Assumptions in data labeling:
-
419 emails are labeled as spam
-
enron emails are labeled as not spam
-
All JPL data abuse dataset emails are treated as foe - exceptions are FalsePositive and Recon which were dropped (former due to self-explanatory reason, and latter due to "lack of full understanding" reasons). Unknown was dropped as well.
Built on top of the New Knowledge character-level convolutional neural network text classification system - SIMON:
https://github.com/NewKnowledge/simon
You can swap out the multiclass multilabel model (enabled by default) for the binary model by modifying config.ini
as specified in deployed_checkpoints/checkpoint_descriptions.txt
Be sure to rebuild docker images, if using dockerized version of code, after making this edit.

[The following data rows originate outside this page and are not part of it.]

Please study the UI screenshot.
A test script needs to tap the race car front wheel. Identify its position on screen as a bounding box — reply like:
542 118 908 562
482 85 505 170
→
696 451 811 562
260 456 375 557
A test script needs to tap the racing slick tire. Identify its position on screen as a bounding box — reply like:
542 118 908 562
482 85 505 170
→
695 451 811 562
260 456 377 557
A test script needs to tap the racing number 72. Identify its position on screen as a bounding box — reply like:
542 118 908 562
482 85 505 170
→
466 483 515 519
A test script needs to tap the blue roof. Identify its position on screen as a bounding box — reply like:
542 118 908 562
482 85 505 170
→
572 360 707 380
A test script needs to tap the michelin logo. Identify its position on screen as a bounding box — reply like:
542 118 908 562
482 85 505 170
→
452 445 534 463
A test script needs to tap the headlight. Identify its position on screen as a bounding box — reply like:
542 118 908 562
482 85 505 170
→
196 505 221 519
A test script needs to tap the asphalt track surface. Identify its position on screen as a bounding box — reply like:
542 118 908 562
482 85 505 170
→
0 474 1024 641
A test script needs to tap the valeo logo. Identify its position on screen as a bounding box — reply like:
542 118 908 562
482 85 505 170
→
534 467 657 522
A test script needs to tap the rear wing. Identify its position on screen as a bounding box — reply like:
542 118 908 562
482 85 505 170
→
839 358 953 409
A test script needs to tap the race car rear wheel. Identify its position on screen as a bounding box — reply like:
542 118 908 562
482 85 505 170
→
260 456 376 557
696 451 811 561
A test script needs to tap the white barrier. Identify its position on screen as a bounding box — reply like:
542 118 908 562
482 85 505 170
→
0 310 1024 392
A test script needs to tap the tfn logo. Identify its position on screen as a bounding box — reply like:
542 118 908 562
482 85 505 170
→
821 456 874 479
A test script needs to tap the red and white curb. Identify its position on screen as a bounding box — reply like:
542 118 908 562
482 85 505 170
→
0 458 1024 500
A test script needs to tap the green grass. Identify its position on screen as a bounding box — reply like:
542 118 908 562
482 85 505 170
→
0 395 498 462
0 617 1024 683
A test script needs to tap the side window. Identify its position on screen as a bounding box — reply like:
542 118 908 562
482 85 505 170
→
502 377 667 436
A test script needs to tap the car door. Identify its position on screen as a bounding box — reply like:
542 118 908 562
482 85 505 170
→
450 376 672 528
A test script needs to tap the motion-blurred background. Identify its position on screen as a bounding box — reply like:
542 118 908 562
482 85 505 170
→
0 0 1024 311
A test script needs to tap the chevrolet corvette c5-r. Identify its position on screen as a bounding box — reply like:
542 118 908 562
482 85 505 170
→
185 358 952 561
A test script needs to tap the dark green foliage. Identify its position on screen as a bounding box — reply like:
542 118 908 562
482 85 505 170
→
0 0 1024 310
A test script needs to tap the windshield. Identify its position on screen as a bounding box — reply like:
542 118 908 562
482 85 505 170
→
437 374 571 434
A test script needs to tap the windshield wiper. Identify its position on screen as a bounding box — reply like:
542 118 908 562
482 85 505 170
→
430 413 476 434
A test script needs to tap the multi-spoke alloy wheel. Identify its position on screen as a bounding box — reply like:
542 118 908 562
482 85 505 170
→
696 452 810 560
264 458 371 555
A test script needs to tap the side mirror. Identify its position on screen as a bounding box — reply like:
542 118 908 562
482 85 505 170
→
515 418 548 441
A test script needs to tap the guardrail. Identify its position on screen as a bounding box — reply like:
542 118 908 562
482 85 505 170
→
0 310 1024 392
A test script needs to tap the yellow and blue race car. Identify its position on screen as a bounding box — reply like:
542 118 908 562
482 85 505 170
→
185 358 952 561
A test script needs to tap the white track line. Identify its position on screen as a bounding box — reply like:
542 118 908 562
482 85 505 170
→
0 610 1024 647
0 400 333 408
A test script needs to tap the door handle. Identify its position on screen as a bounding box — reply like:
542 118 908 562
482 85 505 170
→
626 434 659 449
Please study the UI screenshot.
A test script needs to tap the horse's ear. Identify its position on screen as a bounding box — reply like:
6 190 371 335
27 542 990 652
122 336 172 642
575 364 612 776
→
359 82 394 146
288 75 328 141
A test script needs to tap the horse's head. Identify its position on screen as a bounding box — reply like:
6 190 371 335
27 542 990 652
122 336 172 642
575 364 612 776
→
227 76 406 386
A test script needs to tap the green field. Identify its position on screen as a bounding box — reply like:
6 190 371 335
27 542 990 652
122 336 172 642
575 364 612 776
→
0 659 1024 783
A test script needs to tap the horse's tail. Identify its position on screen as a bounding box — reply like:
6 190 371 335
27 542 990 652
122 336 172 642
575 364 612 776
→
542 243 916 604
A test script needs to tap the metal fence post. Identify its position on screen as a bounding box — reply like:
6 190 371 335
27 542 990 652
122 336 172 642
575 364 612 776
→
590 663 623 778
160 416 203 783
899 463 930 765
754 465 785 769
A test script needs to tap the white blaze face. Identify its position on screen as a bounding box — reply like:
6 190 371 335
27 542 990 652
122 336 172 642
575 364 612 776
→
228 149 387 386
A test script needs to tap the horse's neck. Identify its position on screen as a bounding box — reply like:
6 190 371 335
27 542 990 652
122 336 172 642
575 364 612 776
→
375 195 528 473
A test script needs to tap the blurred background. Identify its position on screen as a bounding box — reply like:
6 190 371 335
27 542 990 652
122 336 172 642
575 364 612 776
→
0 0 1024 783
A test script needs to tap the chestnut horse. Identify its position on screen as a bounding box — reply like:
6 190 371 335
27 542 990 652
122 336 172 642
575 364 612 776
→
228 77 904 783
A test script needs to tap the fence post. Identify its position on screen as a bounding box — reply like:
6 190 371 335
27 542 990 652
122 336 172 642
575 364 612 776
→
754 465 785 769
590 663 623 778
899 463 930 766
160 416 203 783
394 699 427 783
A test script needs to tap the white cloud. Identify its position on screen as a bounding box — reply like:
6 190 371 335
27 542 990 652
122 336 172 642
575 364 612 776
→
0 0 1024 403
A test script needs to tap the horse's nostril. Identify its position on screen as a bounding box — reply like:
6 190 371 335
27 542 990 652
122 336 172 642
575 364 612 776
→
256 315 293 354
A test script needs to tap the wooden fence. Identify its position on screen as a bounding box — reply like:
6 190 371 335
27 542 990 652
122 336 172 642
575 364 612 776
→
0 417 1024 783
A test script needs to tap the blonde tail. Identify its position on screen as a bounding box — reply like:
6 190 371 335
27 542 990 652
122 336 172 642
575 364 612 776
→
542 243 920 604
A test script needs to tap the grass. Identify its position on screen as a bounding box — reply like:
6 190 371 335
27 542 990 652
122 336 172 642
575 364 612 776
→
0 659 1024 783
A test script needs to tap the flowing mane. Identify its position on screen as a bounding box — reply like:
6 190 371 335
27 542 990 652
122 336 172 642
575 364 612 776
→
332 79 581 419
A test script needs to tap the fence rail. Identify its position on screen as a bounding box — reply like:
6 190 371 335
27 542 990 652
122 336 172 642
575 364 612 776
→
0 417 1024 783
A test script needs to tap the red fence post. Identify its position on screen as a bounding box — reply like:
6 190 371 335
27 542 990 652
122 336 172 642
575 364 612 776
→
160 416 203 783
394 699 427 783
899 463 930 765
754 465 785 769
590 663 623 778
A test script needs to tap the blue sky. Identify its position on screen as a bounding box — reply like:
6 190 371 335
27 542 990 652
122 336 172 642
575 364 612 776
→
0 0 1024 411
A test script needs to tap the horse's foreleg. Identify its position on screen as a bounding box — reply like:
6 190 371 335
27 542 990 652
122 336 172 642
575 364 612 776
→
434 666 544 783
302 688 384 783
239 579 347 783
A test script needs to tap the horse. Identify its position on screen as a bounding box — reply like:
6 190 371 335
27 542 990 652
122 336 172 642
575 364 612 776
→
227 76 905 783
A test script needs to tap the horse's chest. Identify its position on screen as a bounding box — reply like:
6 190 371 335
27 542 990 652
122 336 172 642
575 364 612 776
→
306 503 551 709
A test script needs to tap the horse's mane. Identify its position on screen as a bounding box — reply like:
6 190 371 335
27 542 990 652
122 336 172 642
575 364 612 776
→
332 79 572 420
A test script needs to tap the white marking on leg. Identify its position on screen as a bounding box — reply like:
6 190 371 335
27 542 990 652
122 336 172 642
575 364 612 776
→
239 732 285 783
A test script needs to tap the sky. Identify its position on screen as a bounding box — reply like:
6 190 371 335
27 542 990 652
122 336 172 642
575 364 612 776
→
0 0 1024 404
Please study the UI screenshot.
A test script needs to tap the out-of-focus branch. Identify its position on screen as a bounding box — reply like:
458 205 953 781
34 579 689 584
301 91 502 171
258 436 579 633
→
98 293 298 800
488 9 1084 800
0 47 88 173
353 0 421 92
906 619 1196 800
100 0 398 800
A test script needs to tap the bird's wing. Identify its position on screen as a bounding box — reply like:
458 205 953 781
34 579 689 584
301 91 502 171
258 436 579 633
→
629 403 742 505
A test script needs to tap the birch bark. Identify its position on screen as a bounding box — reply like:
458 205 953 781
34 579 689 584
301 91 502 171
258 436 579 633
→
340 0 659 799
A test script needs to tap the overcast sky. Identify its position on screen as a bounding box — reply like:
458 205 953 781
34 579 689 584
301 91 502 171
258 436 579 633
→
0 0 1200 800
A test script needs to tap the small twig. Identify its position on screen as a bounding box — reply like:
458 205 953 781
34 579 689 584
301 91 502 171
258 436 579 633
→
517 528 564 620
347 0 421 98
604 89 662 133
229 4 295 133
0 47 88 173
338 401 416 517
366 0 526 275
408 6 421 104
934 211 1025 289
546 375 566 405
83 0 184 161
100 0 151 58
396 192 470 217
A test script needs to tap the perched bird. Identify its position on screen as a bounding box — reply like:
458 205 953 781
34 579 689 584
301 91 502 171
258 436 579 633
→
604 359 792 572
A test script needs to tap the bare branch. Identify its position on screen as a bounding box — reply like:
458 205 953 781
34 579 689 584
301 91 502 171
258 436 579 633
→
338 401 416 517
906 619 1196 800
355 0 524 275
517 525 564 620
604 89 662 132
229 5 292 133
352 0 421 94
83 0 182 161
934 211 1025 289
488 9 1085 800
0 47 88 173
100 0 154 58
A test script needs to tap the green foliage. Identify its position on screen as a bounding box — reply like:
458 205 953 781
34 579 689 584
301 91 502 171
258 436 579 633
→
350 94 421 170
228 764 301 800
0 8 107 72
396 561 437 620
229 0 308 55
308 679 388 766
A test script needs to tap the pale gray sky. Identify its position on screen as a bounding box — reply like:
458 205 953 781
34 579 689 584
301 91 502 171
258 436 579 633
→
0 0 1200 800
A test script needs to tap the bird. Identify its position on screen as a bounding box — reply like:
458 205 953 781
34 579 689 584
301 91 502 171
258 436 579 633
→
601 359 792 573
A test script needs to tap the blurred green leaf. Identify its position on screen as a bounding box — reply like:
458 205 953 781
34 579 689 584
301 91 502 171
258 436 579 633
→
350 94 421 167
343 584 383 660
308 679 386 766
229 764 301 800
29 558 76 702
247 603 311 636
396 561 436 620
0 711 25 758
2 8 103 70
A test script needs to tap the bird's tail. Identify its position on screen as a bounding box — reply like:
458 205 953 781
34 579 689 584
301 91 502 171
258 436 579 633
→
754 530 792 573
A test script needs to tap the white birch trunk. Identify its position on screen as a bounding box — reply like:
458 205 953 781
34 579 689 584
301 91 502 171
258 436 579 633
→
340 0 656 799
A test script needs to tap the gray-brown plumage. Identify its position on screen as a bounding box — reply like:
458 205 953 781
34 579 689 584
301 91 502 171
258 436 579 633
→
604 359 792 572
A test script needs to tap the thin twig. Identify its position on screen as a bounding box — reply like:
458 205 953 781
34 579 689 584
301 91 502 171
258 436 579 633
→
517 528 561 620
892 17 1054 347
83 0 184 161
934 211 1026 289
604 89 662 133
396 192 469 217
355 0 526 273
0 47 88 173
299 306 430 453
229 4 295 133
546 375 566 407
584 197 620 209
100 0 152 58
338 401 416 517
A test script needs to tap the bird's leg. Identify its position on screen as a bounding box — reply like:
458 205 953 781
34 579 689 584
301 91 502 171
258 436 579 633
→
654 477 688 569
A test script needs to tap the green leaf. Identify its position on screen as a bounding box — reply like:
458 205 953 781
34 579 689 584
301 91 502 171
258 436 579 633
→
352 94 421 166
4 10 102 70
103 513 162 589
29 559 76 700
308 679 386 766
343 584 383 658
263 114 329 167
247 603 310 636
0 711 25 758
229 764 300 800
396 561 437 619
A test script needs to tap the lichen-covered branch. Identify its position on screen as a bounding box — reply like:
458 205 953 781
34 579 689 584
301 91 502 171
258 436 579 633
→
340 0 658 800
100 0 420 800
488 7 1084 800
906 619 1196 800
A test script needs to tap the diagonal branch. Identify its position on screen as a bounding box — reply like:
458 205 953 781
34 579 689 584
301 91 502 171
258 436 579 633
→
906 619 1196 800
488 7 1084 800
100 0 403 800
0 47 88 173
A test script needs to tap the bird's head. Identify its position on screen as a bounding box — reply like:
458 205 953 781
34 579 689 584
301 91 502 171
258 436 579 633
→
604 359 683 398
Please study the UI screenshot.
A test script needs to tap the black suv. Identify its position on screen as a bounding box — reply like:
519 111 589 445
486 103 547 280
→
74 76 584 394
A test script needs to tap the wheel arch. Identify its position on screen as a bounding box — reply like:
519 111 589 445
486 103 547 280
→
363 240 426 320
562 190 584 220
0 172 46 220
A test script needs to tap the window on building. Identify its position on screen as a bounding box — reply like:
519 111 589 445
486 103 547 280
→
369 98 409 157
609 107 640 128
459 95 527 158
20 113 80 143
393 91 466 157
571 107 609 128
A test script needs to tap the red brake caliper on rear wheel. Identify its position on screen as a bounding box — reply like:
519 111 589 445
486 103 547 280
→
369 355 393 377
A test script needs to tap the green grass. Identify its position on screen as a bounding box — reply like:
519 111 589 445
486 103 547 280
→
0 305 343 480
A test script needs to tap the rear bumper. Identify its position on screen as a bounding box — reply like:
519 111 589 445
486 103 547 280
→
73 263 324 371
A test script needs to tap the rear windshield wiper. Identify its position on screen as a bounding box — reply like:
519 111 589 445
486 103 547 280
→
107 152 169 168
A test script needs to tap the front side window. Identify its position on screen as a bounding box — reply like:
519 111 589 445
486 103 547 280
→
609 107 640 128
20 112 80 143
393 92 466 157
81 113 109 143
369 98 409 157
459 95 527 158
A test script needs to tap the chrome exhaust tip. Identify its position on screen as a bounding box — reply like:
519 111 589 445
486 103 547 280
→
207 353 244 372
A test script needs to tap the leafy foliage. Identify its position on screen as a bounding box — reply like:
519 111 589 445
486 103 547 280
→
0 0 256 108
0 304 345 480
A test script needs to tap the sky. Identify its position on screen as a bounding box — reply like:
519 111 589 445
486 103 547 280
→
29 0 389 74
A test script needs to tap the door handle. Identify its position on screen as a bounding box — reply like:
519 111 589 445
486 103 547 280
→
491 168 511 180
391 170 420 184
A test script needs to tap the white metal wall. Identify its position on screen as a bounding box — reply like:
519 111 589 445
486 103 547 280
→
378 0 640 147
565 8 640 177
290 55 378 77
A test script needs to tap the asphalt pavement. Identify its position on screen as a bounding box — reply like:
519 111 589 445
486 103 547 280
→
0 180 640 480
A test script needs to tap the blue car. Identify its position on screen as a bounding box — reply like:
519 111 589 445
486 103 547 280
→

The gRPC interface consists of the following components:
*) grapevine.proto
in protos/
which generates grapevine_pb2.py
and grapevine_pb2_grpc.py
according to instructions in protos/README.md
-- these have to be generated every time grapevine.proto
is changed
*) spam_clf_server.py
which is the main gRPC server, serving on port 50052
(configurable via config.ini
)
*) spam_clf_client.py
which is an example script demonstrating how the main gRPC server can be accessed to classify emails
To build corresponding docker image:
sudo docker build -t nk-email-classifier:latest .
To run docker image, simply do
sudo docker run -it -p 50052:50052 nk-email-classifier:latest
Finally, edit spam_clf_client.py
with example email of interest for classification, and then run that script as
python3 spam_clf_client.py
Comment out gRPC server command at the bottom of Dockerfile
(which is set as default serving protocol), and uncomment the REST server command.
To build docker image:
sudo docker build -t nk-email-classifier:latest .
To run docker image, simply do
sudo docker run -it -p 5000:5000 nk-email-classifier:latest
Finally, edit clientRestScriptExample.py
to fetch jsonl email of interest, and then run that script as
python3 clientRestScriptExample.py
Batch classification capabilities will be added next, for both serving protocols.